Tratto da: Adista Notizie n° 19 del 12/03/2011

Questa omelia è il risultato di una conversazione fra tre persone – una donna e due uomini – che fanno parte della Rete laica di Bologna. Abbiamo cercato di misurarci coi testi, appunto, laicamente, cioè cercando di mettere fra parentesi i nostri presupposti religiosi e non, e di lasciare che le parole lette rimbalzassero liberamente dentro di noi.

Il filo unificante delle tre letture è il tema della luce che supera le apparenze e vince le tenebre.
Nella prima lettura, tratta dal Libro di Samuele, emerge l’imprevedibilità delle scelte di Dio, che contrastano con le attese umane. Il dialogo si svolge su due piani: tra Dio e Samuele, che ha avuto l’incarico di trovare un re tra i figli di Iesse, e tra Samuele e Iesse. A sorpresa viene scelto come re Davide, il più piccolo dei figli di Iesse, quello che nessuno pensava, quello che anche il padre aveva scartato. Dio si comporta in modo apparentemente scriteriato: per svolgere il compito di re-guerriero sceglie il personaggio più fragile. Anche il riferimento alla bellezza fisica in un personaggio maschile, insolita nell’Antico Testamento, sottolinea l’incongruità dell’agire di Dio rispetto al senso comune umano. Evidentemente Dio vede qualcosa che gli esseri umani non colgono.
Nel brano dalla Lettera agli Efesini ci ha colpiti l’esortazione: «Non partecipate alle opere delle tenebre, che non danno frutto, ma piuttosto condannatele apertamente». C’è chi fa il male, c’è chi lo tollera o, tacitamente, lo accetta, e c’è chi addirittura se ne rende complice. Come affermerà anche Alessandro Manzoni nei Promessi sposi, il malvagio non solo procura del male ai buoni ma, facendo loro perdere la fiducia e l’innocenza, li corrompe, producendo un guasto ancora maggiore. Se guardiamo all’attualità della nostra vita sociale e politica, non possiamo non notare che “le opere delle tenebre” risultano assai fruttuose dal punto di vista materiale; d’altra parte le parole del testo suonano come un forte richiamo alla responsabilità di fronte al carattere contagioso della corruzione.
Nel Vangelo di Giovanni colpisce la denuncia dei pregiudizi: «Rabbì, chi ha peccato, lui o i suoi genitori, perché sia nato cieco?». Di fronte al male, al dolore, alla malattia, è un comportamento/reazione assolutamente normale per ciascuno di noi cercare leggi naturali, cause, colpe che ci tranquillizzino, ci rassicurino sul fatto che vi sia una logica in quei fenomeni e che a noi non spettino, non tocchino, ne siamo immuni.

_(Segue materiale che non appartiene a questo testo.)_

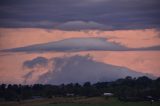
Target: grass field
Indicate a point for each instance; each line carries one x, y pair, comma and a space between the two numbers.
95, 101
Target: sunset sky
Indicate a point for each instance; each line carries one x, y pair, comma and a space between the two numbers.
62, 41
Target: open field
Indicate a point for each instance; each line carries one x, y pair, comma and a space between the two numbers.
82, 101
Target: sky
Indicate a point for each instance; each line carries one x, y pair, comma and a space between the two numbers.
63, 41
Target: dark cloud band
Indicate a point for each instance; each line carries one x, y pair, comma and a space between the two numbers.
80, 14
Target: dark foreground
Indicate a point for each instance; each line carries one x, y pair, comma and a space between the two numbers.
79, 101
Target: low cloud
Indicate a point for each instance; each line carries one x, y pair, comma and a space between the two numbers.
80, 14
80, 69
79, 44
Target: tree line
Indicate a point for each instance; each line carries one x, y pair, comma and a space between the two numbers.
125, 88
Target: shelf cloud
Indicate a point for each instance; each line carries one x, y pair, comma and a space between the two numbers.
78, 44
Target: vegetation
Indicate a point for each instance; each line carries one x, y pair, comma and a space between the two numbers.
127, 89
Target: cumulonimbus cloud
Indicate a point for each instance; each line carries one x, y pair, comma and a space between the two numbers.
78, 44
76, 68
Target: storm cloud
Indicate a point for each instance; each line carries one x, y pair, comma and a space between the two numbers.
80, 14
76, 68
78, 44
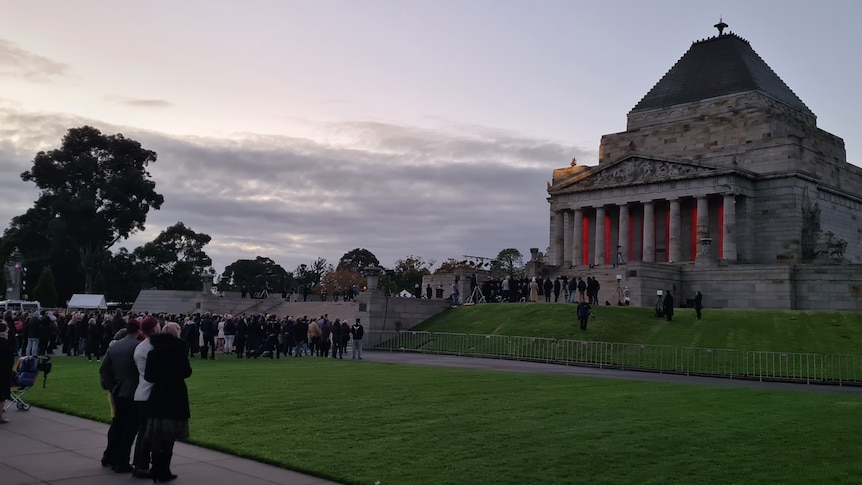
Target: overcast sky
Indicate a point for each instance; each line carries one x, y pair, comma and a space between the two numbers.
304, 129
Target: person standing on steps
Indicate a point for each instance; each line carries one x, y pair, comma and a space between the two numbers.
7, 359
168, 367
667, 305
698, 303
119, 376
141, 458
357, 332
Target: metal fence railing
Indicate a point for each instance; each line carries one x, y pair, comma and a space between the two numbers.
784, 366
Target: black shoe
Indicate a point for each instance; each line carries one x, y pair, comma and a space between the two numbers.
138, 473
166, 477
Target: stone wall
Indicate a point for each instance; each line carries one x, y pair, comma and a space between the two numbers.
761, 286
385, 313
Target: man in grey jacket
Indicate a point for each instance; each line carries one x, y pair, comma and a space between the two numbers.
119, 376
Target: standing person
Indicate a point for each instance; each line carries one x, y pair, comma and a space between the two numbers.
582, 289
357, 332
314, 336
141, 457
300, 336
119, 376
31, 329
335, 331
698, 303
584, 314
220, 337
209, 331
7, 358
667, 305
167, 368
229, 333
94, 340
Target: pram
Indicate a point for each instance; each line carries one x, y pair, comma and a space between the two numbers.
26, 373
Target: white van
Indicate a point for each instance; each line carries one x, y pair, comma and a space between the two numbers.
18, 305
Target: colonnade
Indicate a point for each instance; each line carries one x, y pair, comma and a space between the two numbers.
665, 230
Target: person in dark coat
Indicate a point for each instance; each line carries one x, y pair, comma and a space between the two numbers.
698, 303
547, 288
119, 376
7, 358
667, 306
167, 368
583, 314
94, 340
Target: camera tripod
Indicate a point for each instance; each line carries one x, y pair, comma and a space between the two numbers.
476, 297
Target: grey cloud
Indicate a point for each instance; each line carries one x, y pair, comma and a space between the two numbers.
147, 103
404, 191
15, 61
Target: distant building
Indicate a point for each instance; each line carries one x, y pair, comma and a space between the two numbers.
723, 183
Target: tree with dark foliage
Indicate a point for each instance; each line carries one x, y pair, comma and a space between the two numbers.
98, 190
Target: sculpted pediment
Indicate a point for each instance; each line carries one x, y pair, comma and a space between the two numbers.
632, 171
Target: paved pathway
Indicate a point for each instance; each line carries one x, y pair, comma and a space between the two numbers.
559, 369
44, 447
40, 446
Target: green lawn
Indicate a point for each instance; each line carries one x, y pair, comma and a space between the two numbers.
750, 330
363, 422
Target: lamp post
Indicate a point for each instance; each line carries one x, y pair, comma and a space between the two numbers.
15, 273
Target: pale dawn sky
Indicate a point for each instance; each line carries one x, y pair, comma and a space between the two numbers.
304, 129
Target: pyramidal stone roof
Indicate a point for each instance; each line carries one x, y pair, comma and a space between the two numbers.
718, 66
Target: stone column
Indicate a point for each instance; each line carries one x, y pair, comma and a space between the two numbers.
600, 236
729, 225
649, 232
567, 239
623, 246
557, 240
578, 238
703, 226
674, 254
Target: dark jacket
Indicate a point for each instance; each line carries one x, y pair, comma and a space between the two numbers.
167, 368
208, 326
357, 332
7, 359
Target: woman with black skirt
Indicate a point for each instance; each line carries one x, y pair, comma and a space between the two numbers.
167, 368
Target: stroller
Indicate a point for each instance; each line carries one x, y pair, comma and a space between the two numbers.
26, 373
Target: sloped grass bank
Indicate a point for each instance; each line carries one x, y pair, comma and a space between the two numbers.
363, 422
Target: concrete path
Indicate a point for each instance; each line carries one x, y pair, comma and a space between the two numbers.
559, 369
44, 447
40, 446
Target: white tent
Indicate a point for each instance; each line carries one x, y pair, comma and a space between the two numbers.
88, 302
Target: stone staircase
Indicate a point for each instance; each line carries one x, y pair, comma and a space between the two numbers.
186, 302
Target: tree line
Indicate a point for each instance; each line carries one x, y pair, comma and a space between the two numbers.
95, 191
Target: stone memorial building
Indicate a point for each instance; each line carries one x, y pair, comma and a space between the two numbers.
721, 183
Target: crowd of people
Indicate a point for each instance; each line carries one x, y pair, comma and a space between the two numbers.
509, 289
89, 334
273, 336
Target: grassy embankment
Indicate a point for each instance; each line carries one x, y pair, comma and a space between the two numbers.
360, 422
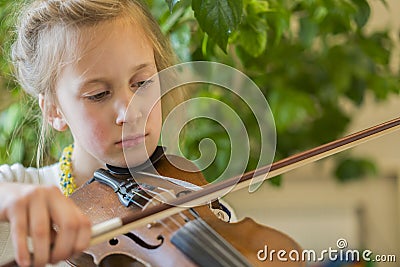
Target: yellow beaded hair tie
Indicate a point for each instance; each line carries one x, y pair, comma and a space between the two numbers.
67, 182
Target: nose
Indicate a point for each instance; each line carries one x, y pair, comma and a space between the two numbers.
126, 111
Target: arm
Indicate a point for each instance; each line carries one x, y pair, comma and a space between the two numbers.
34, 211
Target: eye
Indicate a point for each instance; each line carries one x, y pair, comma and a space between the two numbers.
142, 84
98, 97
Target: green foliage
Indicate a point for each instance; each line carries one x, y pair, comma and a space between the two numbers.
305, 55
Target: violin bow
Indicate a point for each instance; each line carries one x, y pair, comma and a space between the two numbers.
109, 229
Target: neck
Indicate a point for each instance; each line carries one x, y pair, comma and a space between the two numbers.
83, 165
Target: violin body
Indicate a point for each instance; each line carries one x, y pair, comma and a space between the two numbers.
152, 245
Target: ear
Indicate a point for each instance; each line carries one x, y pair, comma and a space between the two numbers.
52, 114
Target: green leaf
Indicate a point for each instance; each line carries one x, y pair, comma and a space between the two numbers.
253, 36
308, 31
363, 12
219, 19
171, 4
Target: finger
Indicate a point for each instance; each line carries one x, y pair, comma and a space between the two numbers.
39, 228
62, 213
18, 217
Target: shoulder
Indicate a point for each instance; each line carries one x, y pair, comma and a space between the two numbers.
18, 173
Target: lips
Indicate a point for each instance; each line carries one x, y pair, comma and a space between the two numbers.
131, 141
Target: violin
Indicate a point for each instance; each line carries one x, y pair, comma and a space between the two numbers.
193, 237
172, 233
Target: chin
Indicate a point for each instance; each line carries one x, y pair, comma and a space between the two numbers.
134, 157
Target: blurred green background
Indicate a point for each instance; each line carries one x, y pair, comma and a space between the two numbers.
307, 57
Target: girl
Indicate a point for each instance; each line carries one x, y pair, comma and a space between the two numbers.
83, 60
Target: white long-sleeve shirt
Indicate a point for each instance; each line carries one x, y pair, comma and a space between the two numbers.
17, 173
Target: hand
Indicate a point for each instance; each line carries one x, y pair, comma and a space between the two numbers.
32, 210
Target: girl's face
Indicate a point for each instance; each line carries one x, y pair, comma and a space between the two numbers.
109, 97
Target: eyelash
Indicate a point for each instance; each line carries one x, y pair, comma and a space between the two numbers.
100, 96
143, 84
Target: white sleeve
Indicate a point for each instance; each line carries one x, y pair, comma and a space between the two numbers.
17, 173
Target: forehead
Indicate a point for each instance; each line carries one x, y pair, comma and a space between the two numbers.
119, 40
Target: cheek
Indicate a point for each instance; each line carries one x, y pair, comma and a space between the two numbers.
91, 132
155, 118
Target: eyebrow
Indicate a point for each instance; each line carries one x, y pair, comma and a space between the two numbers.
101, 80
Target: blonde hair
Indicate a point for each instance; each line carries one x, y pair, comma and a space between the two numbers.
47, 32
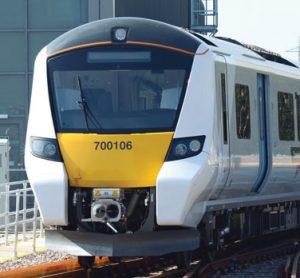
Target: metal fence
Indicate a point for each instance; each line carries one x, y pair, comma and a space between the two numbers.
19, 215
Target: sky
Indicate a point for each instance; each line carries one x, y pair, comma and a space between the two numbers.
270, 24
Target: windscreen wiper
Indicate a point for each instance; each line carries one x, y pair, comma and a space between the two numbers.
82, 103
88, 114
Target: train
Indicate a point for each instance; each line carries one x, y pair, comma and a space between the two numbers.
147, 139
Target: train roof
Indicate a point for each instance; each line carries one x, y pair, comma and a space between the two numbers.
231, 47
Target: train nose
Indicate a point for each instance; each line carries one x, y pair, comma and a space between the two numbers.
114, 161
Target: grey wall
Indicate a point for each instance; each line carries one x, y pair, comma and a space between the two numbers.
175, 12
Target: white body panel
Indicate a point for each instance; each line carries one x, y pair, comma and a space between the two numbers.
48, 178
183, 186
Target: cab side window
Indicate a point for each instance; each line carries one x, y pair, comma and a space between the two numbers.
298, 114
242, 102
286, 116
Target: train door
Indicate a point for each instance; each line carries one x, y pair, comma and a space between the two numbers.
264, 157
222, 91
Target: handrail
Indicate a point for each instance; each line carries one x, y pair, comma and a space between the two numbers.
23, 218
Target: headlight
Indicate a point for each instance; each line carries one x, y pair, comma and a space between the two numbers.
185, 147
45, 148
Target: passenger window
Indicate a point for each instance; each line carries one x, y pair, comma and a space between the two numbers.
286, 116
298, 114
242, 102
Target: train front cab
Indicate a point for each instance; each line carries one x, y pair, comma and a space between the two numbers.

Tutti, in tal senso, siamo più ciechi dei ciechi. Il cieco, invece, lasciandosi andare alla disponibilità, all’abbandono, alla fiducia in Gesù, riacquista la vista.
Siccome questa guarigione avviene di sabato, diventa immediatamente un pretesto per una polemica tra coloro che danno più importanza alla lettera della legge che alle concrete necessità degli esseri umani. Persino i genitori, per paura di essere espulsi, si sottraggono alle domande. Rimane l’uomo che ora vede e che non ha timore di riconoscere nella sua guarigione la potenza di qualcuno inviato da Dio. Il finale è un bellissimo paradosso: «È per un giudizio che io sono venuto in questo mondo, perché coloro che non vedono, vedano e quelli che vedono, diventino ciechi». «Se foste ciechi, non avreste alcun peccato; ma siccome dite: “Noi vediamo”, il vostro peccato rimane»: la verità sconvolge e sovverte ogni canone, ogni regola, ogni logica. Socraticamente, sa chi sa di non sapere.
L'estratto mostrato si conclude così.